The Rule of 72 is a great tool that every investor should use – it helps you quickly understand how long it will take for money to double at a certain interest rate. It takes into account the impact of compound interest, allowing you to get a quick idea of what you can achieve with your money.
Let’s take a look at how this works.
How Long Will It Take to Double My Money?
If you want to quickly figure out how long it would take to double your money, use the rule of 72.
72 divided by interest rate = number of years to double your money
- If you receive a 6% interest rate, divide 72 by 6, which gives you 12. This means it will take you 12 years to double your money if it’s growing at a rate of 6%.
- If you receive a 8% interest rate, divide 72 by 8, which gives you 9. This means it will take you 9 years to double your money if it’s growing at the rate of 8%
- Suppose you invest Php 5,000 at a compound interest rate of 10%. The rule of 72 tells you that your money will double every seven years, approximately: Year 1 (Php 5,000), Year 7 (Php 10,000), Year 14 (Php 20,000), Year 21 (Php 40,000)
*We’re assuming the interest is annually compounded. This rule is remarkably accurate as long as the interest rate is less than 20%
How Much Should My Interest Rate be to Double My Money?
You can also use the rule of 72 to quickly figure out how much the interest should be to double your money.
72 divided by the number of years to double your money = interest rate
- If you know you want to double your money in eight years, divide 72 by 8 to find that it will need to find a 9% interest rate to achieve that.
- If you know you want to double your money in ten years, divide 72 by 10 to find that it will need to find a 7.2% interest rate to achieve that.
When Will My Money be Half-Worth Due to Inflation?
You can also use the Rule of 72 to quickly estimate the impact of inflation on your portfolio (or better, the buying power of the earnings of your portfolio).

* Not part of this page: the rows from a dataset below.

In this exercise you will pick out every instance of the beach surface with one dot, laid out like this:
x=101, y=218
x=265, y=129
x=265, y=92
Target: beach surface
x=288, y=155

You can use this to help you plan your retirement spending.
72 divided by inflation rate = number of years the value of the money will be reduced into half
- If inflation rate is 3%, it will take 24 years for the value of P1.00 to be worth Php0.50. If you plan on retiring in 24 years, you’re going to need about double your current expenses to live off of based on inflation.
Keep in mind that the Rule of 72 is just a guideline. This is simply a quick-math tool to help illustrate the impact that time and rate of return has on your money. Hope you learned something new. =)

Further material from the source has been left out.